Scaling considerations¶
The Openflow Platform uses a Horizontal Pod Autoscaler (HPA) based on CPU utilization and does not support custom metrics-based autoscaling.
Proper configuration of concurrent tasks is critical for effective autoscaling. If concurrent tasks are set too low, the system may not scale up even when Kafka lag is increasing, because the CPU utilization threshold required to trigger scaling may not be reached. This can result in processing delays and accumulated backlogs despite the availability of additional resources.
To ensure optimal scaling behavior, configure concurrent tasks according to the recommendations in Adjusting processor concurrent tasks and monitor both CPU utilization and Kafka lag metrics.
Troubleshooting performance issues¶
Common performance bottlenecks¶
High consumer lag or Snowflake ingestion bottlenecks¶
If Kafka consumer lag is increasing or Snowflake ingestion is slow, then perform the following tasks:
Verify network connectivity and bandwidth between Openflow and Kafka brokers.
Observe if the queue in front of the PutSnowpipeStreaming processor increases.
If yes, consider adding more concurrent tasks for PutSnowpipeStreaming processor in the range limitations provided in Adjusting processor concurrent tasks.
If not, consider adding more concurrent tasks for the ConsumeKafka processor in the range limitations provided in Adjusting processor concurrent tasks.

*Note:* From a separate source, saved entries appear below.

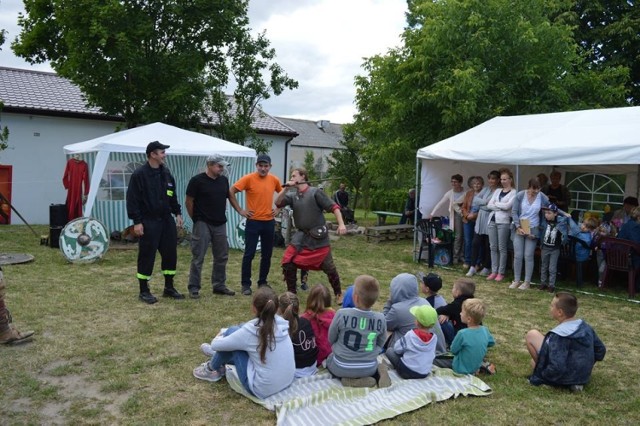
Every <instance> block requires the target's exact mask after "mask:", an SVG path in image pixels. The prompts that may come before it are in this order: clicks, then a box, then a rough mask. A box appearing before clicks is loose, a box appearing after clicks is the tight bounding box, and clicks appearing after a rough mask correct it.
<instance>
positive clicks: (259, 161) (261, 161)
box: [256, 154, 271, 164]
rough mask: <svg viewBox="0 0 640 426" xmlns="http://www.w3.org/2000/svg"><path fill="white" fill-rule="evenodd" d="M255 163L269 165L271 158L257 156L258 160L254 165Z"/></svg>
mask: <svg viewBox="0 0 640 426" xmlns="http://www.w3.org/2000/svg"><path fill="white" fill-rule="evenodd" d="M257 163H267V164H271V157H269V156H268V155H267V154H260V155H258V159H257V160H256V164H257Z"/></svg>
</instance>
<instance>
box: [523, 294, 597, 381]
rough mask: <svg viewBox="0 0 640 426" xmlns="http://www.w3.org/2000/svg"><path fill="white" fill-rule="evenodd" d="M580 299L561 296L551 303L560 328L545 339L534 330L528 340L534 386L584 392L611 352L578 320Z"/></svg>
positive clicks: (526, 341)
mask: <svg viewBox="0 0 640 426" xmlns="http://www.w3.org/2000/svg"><path fill="white" fill-rule="evenodd" d="M577 311H578V299H576V297H575V296H574V295H573V294H571V293H565V292H559V293H557V294H556V295H555V297H554V298H553V300H552V301H551V309H550V311H549V312H550V314H551V316H552V317H553V319H555V320H556V321H557V322H558V325H557V326H556V327H555V328H554V329H553V330H551V331H550V332H548V333H547V335H546V336H543V335H542V333H540V332H539V331H538V330H530V331H529V332H528V333H527V336H526V338H525V340H526V343H527V350H528V351H529V354H530V355H531V358H532V360H531V365H532V366H533V374H532V375H531V377H529V383H531V384H532V385H536V386H538V385H542V384H545V385H551V386H564V387H569V389H570V390H572V391H574V392H575V391H581V390H582V388H583V386H584V385H586V384H587V383H588V382H589V379H590V378H591V370H592V369H593V366H594V364H595V363H596V361H602V360H603V359H604V355H605V353H606V352H607V349H606V347H605V346H604V344H603V343H602V341H601V340H600V339H599V338H598V335H597V334H596V332H595V331H593V329H592V328H591V326H590V325H589V324H587V323H586V322H585V321H584V320H581V319H579V318H576V312H577Z"/></svg>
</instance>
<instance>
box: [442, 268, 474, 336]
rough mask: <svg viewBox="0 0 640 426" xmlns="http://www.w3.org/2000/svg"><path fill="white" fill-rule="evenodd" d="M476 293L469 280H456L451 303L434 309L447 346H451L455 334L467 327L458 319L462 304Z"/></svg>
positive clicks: (466, 326) (469, 280)
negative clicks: (443, 335)
mask: <svg viewBox="0 0 640 426" xmlns="http://www.w3.org/2000/svg"><path fill="white" fill-rule="evenodd" d="M475 292H476V283H475V282H473V280H472V279H471V278H458V279H457V280H456V281H455V282H454V283H453V288H452V289H451V294H452V295H453V301H451V303H449V304H448V305H445V306H441V307H439V308H436V312H438V321H439V322H440V326H441V327H442V332H443V333H444V337H445V339H446V342H447V346H450V345H451V342H453V338H454V337H456V333H457V332H458V331H460V330H462V329H463V328H466V327H467V325H466V324H465V323H464V322H463V321H462V320H461V319H460V312H461V311H462V302H464V301H465V300H467V299H471V298H472V297H473V295H474V293H475Z"/></svg>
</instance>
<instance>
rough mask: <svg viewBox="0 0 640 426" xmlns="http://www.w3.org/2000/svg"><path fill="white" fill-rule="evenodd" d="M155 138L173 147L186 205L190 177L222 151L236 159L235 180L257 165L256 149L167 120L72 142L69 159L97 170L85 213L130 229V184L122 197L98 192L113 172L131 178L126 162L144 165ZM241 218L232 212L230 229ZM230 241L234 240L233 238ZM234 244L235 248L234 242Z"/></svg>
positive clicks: (110, 224) (90, 168) (64, 151)
mask: <svg viewBox="0 0 640 426" xmlns="http://www.w3.org/2000/svg"><path fill="white" fill-rule="evenodd" d="M153 141H159V142H161V143H163V144H165V145H170V148H169V149H167V166H168V167H169V168H170V169H171V171H172V173H173V175H174V177H175V179H176V184H177V186H178V191H177V192H178V201H179V202H180V204H182V205H184V194H185V191H186V186H187V183H188V182H189V179H190V178H191V177H192V176H193V175H195V174H196V173H199V172H202V171H204V166H205V163H206V157H207V156H209V155H211V154H214V153H215V154H220V155H222V156H223V157H224V158H225V160H226V161H228V162H230V163H231V166H230V167H228V170H227V171H226V173H227V174H228V178H229V181H230V182H231V183H233V182H234V181H235V180H236V179H238V178H239V177H240V176H242V175H244V174H246V173H249V172H251V171H252V170H253V167H254V164H253V163H254V160H255V157H256V152H255V150H253V149H251V148H247V147H244V146H241V145H238V144H235V143H232V142H227V141H225V140H222V139H218V138H215V137H212V136H208V135H205V134H202V133H198V132H192V131H188V130H183V129H180V128H177V127H173V126H169V125H166V124H162V123H153V124H149V125H146V126H140V127H136V128H133V129H129V130H124V131H121V132H116V133H112V134H109V135H106V136H102V137H99V138H96V139H91V140H88V141H85V142H79V143H75V144H71V145H66V146H65V147H64V152H65V154H66V155H67V156H68V157H71V156H75V155H77V156H79V157H80V158H82V159H83V160H85V161H86V162H87V163H88V164H89V169H90V170H91V181H90V190H89V194H88V197H87V202H86V204H85V207H84V215H85V216H93V217H96V218H98V219H100V220H101V221H102V222H103V223H104V224H105V225H106V226H107V228H108V229H109V230H111V231H113V230H121V229H124V228H126V226H128V225H130V224H131V223H130V221H129V220H128V219H127V213H126V203H125V201H124V197H123V195H124V187H125V185H126V182H124V181H123V185H122V190H121V191H116V192H117V193H118V194H119V197H116V198H117V199H114V198H113V197H112V196H111V197H101V198H108V199H103V200H100V199H98V193H99V191H100V190H101V189H102V190H104V187H105V182H108V181H109V179H110V176H113V175H117V176H125V174H124V172H123V170H120V169H122V164H125V163H126V164H132V163H133V164H135V163H144V162H145V161H146V154H145V151H146V147H147V144H149V142H153ZM110 164H111V166H110ZM112 168H115V169H116V170H112ZM130 172H131V170H129V171H128V173H129V174H130ZM241 202H242V198H241ZM183 210H184V206H183ZM184 213H185V214H184V216H185V221H186V222H189V223H190V221H189V220H188V219H189V218H188V215H186V212H184ZM235 216H237V215H230V214H227V217H228V218H229V219H230V220H229V222H230V223H229V224H228V225H227V231H230V229H229V228H230V226H232V227H235V226H236V225H237V219H238V218H236V217H235ZM232 218H233V220H231V219H232ZM228 235H230V237H231V236H232V235H233V233H229V232H228ZM230 242H231V243H232V242H233V239H232V241H230ZM231 245H232V247H233V246H235V244H233V243H232V244H231Z"/></svg>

Consider using a bigger node type.
Consider increasing the max number of nodes for the runtime.
Memory pressure¶
If experiencing memory-related issues:
Reduce the batch sizes to lower memory footprint.
Reduce the number of concurrent tasks for the ConsumeKafka processor.
Consider upgrading to a bigger node type.
Network latency issues¶
If experiencing high latency:
Verify network configuration between Openflow and external systems.
Consider deploying Openflow closer to your Kafka cluster.
If working with low throughput, consider lowering the Client Lag settings in the PutSnowpipeStreaming processor and Max Uncommitted Time in the ConsumeKafka processor.
Next steps¶
Start with the recommended configuration for your node size.
Monitor performance metrics and adjust settings based on observed behavior.
Consider load testing in a non-production environment before deploying to production.